Bush administration officials on Sunday blamed state and local officials for the delays in bringing relief to New Orleans, as US President George W. Bush struggled to fend off the most serious political crisis of his presidency.
His top officials continued to be pilloried on television talkshows by liberals and conservatives alike, but the White House began to show signs of an evolving strategy to prevent the relief fiasco from eclipsing the president's second term.
The outrage over the government's relief effort has hit Bush at a time when he is already weakened by the gruelling war in Iraq.
The threat is not only to his place in history; it could also cripple his second-term agenda, undermining his plans to privatize the social-security system and to end inheritance tax.
Bush also faces a much more difficult task in appointing an ideological conservative to take the supreme court seat of William Rehnquist, who died on Saturday.
The White House drew encouragement from an initial poll suggesting most Republican voters were sticking by him, and his supporters also pointed to Bush's track record of recovering from mistakes. His initial response to the Sept. 11 attacks was also sharply criticized. With that in mind, the first plank in the political recovery strategy has been to try to make up for lost time.
SOMBER TONE
On Saturday, Bush ordered 7,000 more troops to the Gulf Coast. But as important as the content of the speech was its somber tone.
It was clear the White House realized that making a joke about Bush's young hell-raising days in New Orleans in the course of Friday's flying visit to the flooded city was a mistake that reinforced allegations he had failed to take the disaster seriously enough.

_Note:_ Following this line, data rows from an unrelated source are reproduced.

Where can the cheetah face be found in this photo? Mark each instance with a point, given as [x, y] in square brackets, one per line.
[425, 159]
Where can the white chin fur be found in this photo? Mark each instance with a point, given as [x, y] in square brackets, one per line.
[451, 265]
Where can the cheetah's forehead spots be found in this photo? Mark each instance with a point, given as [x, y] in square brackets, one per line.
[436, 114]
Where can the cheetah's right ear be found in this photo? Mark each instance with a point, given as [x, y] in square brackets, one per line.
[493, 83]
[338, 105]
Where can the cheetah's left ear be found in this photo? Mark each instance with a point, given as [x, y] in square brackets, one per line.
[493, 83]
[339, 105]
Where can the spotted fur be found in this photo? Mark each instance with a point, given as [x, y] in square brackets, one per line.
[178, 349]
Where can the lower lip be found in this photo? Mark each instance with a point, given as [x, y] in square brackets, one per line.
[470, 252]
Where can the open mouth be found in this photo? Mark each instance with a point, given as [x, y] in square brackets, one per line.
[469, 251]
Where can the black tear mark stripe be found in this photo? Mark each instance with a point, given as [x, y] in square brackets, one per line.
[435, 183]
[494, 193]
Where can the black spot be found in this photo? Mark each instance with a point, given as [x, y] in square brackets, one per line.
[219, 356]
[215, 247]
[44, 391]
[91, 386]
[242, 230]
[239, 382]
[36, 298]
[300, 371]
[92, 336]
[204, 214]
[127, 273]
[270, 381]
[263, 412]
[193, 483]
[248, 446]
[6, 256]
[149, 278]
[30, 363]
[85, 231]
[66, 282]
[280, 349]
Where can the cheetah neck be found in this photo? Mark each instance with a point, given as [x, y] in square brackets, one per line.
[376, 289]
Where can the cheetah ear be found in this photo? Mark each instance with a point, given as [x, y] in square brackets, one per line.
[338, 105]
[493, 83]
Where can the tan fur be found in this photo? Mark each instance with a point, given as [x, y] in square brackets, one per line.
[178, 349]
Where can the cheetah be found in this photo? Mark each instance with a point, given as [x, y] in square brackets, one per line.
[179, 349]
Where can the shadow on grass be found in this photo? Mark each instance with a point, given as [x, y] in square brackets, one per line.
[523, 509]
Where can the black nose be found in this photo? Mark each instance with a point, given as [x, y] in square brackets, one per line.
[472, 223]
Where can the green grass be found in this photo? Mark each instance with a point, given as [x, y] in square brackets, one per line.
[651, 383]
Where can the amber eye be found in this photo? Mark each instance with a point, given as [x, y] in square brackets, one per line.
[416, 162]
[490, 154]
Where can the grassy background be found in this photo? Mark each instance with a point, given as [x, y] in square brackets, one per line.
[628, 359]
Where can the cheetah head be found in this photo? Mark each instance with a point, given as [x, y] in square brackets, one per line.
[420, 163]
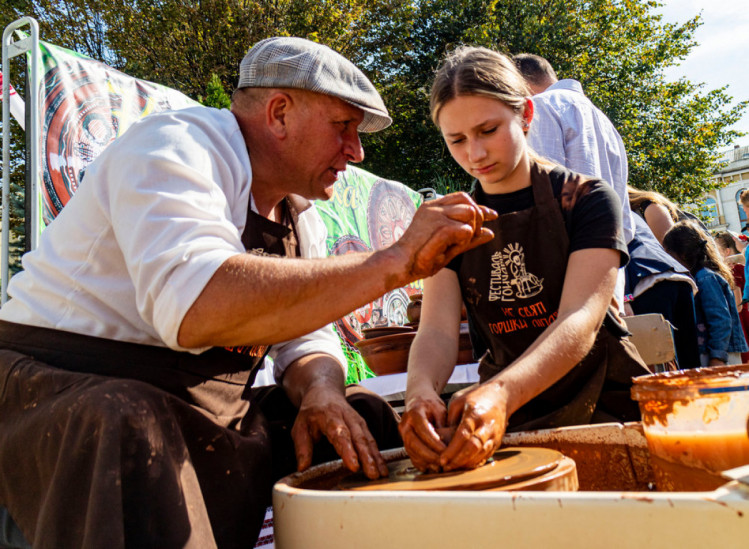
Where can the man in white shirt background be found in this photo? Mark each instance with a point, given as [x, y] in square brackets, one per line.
[571, 131]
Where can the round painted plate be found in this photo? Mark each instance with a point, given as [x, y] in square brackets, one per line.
[508, 465]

The second element of the White House plan is to insist, in an echo of the Sept. 11 attacks, that the scale of the disaster, the combination of a hurricane and the collapse of the levee system around New Orleans, could not have been foreseen.
Bush was castigated for saying on Wednesday: "I don't think anyone anticipated the breach of the levees."
It was pointed out that there had been a string of investigations and reports in recent years which had predicted the disaster almost exactly.
Nevertheless, administration officials stuck to the line yesterday. In a string of television interviews, Department of Homeland Security chief Michael Chertoff called the situation an "ultra-catastrophe," as if the hurricane and flood were unrelated events.
"That `perfect storm' of a combination of catastrophes exceeded the foresight of the planners, and maybe anybody's foresight," he said.
The third element in the administration's political response has been to counterattack against the blame directed at the federal authorities, particularly the Federal Emergency Management Agency (FEMA) and its parent body, the homeland security department.
LOWER LEVELS
In his weekend radio address, Bush implied that many of the problems had been caused by lower levels of government. The scale of the crisis "has created tremendous problems that have strained state and local capabilities. The result is that many of our citizens simply are not getting the help they need, especially in New Orleans."
"And that is unacceptable," he said.
Unnamed White House officials, quoted in the Washington Post, directed blame at Louisiana Governor Kathleen Blanco, a Democrat, for being slow to call for outside help and to declare a state of emergency. Blanco, meanwhile, resisted a federal attempt to take over control of local police and national guard units -- an attempt some Louisiana officials saw as a political maneuver that would help blame the weak response in the first week on the state.